Drivers passing the Jewish Community Services Building on July 23 would have noticed quite the scene on the corner of Arch and 21st streets.

Yellow police tape surrounded the building, while a black SWAT van sat parked on Arch Street. Inside, a group of building employees and SWAT officers milled about in the entryway and lobby.

They were all there as part of a live active shooter training exercise, organized by the Jewish Federation of Greater Philadelphia and the Philadelphia Police Department. The exercise, which included a gunman using a firearm, provided building employees with an opportunity to see how they would react to an active shooter scenario. The exercise also give police an opportunity to train and become familiar with the building.

“There are a whole lot of yahoos out there in the world,” said Sgt. William Frazier with the PPD’s SWAT unit. “It’s gotten to the point where no place is safe, not so much that anybody’s more of a target than the next. More it’s everybody has the potential to be a target.”

A SWAT van and police tape outside the Jewish Community Services Building
A SWAT van and police tape outside the Jewish Community Services Building

A few minutes before 5:17 p.m., a SWAT officer indicated to the handful of employees in the lobby — who were there volunteering to act as gunshot victims — that they should cover their ears.

That’s when a man strode into the Jewish Community Services Building and shot several blanks, both into the air and the neighboring room.

The gunman, who was really a member of the SWAT team, then got on the elevator, leaving the smoky scent of gunpowder behind him.

Still in the lobby, the employee volunteers reached for their cell phones, which had begun to vibrate. That was followed up by a text message that read, “DRILL DRILL DRILL There is an active threat situation in the building. Lock down and shelter in place until clear. This is a drill.”

On the upper floors of the building, the gunman continued his rampage, yelling that he was looking for Donna, while employees quietly hid in locked rooms.

Frank Riehl, director of security at the Jewish Federation, said that the organizers wanted to make the training as realistic as possible, so they gave the gunman a motive. In this case, the shooter was supposed to be a disgruntled former employee who had returned to go after a woman named Donna in the Jewish Federation’s human relations department.

They chose that scenario because it was a situation that was more common than others, Riehl said.

“We thought that having it play out like that would hit home more and have a teaching impact for folks than if we just had the guy going around willy-nilly and not saying anything and just shooting rounds off,” Riehl said.

At 5:28 p.m., the first group of police officers entered the building and headed onto the elevator, with the goal of finding the gunman. They succeeded and were followed by another group of officers, who did the same. The training lasted until about 9 p.m., Riehl said, so that all available police officers in the surrounding districts would be able to participate.

The officers who participated are the same officers who would respond to an actual shooter at the Jewish Community Services Building, Frazier said.

“It helps the cops,” he said. “The first time they have to come in here isn’t the first time they were here because they’ve been here just for training. So they get to see it and look at it and make some friends with the security people here, and hopefully we’re developing some relationships.”

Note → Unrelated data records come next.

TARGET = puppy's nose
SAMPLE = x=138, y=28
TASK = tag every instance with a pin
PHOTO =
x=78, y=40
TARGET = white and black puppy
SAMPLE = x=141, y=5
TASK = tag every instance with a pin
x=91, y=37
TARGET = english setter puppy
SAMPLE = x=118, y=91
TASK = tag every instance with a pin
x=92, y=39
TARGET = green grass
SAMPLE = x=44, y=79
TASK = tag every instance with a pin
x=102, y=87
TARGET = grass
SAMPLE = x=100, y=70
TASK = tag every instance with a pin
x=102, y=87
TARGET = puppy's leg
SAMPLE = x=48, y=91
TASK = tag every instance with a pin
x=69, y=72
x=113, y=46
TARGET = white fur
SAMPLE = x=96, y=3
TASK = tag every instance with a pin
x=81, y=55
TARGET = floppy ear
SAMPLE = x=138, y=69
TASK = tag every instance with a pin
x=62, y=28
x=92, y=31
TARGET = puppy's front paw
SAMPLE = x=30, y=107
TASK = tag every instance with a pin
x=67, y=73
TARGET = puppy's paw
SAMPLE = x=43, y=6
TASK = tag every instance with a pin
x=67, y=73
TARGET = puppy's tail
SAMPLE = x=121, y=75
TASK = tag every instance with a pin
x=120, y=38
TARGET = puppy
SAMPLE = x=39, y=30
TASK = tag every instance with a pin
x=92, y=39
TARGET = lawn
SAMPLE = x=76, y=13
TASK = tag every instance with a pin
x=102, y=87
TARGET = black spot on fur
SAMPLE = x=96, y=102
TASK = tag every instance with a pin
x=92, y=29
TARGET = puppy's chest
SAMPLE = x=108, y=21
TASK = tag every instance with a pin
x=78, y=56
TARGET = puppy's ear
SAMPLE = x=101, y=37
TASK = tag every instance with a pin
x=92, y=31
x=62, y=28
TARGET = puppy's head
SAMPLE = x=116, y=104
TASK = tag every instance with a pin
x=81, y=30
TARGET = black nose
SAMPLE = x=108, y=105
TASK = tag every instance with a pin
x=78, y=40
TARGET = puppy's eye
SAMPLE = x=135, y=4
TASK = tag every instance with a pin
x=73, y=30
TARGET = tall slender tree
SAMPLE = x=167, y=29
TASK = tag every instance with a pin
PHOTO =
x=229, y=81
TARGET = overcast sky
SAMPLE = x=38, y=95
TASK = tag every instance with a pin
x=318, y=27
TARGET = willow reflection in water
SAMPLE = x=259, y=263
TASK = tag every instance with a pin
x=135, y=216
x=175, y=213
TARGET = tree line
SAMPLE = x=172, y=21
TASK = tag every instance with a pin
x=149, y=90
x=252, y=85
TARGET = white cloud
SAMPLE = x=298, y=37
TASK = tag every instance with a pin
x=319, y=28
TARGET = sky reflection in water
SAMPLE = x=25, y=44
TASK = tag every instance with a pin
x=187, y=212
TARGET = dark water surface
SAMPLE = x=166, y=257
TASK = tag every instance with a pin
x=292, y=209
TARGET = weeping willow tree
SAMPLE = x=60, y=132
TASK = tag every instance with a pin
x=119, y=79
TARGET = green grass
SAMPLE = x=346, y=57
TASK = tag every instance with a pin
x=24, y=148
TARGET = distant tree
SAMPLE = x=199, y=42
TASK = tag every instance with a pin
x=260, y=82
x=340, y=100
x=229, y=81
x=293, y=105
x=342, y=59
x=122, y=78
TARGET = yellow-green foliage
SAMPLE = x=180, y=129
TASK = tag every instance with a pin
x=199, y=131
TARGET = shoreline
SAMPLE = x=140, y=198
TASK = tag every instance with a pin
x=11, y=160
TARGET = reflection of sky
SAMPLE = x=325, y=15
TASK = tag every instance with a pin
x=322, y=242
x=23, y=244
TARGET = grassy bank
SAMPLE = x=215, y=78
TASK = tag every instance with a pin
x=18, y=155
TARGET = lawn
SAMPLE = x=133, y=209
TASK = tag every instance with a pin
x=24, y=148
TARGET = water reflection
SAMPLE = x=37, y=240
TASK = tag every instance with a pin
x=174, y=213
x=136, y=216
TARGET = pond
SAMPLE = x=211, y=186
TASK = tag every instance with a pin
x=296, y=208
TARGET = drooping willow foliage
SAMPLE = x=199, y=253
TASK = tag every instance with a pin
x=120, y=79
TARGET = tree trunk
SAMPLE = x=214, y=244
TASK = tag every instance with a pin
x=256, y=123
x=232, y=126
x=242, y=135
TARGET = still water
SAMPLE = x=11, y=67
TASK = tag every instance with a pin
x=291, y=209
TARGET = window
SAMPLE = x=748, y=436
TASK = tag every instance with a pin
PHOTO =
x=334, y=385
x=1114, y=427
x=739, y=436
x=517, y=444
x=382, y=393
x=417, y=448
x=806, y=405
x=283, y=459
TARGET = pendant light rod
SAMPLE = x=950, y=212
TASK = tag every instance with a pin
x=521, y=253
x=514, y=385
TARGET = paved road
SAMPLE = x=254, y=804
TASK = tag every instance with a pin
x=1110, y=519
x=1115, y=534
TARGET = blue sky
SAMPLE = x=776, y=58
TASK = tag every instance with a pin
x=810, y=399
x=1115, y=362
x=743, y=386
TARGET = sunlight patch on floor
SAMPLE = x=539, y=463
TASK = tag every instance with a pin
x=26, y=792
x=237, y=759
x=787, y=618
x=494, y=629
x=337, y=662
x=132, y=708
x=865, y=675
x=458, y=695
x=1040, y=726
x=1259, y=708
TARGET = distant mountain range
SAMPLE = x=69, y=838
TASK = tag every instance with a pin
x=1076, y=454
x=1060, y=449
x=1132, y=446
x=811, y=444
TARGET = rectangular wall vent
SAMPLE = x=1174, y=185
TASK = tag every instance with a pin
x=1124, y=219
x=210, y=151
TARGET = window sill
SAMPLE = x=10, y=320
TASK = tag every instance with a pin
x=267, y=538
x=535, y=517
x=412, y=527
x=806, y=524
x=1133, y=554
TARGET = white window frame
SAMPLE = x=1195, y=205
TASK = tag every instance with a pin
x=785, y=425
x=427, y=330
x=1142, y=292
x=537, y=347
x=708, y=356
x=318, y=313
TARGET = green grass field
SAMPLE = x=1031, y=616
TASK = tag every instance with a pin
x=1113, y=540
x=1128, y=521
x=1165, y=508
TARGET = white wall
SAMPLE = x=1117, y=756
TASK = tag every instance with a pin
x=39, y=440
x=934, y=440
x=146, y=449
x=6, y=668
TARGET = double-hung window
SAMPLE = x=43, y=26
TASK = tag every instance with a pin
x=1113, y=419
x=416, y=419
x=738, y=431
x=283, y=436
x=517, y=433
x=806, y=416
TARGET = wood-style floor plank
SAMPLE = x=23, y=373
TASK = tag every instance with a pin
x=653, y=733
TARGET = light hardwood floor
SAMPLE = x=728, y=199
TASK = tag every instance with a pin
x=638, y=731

Paramedics also participated. The paramedics arrived after 6 p.m., by which time the volunteers had already left, so the volunteers did not actually wind up playing gunshot victims.

At 6 p.m., Riehl called for a pause, so that employees in the building could leave.

Overall, the exercise went well, Riehl said.

“Things like this are very important,” he said. “You do it to train people, so they can react accordingly in a real-life situation, but you also do it to see how you can improve your policy and procedures for an incident like this in your building.”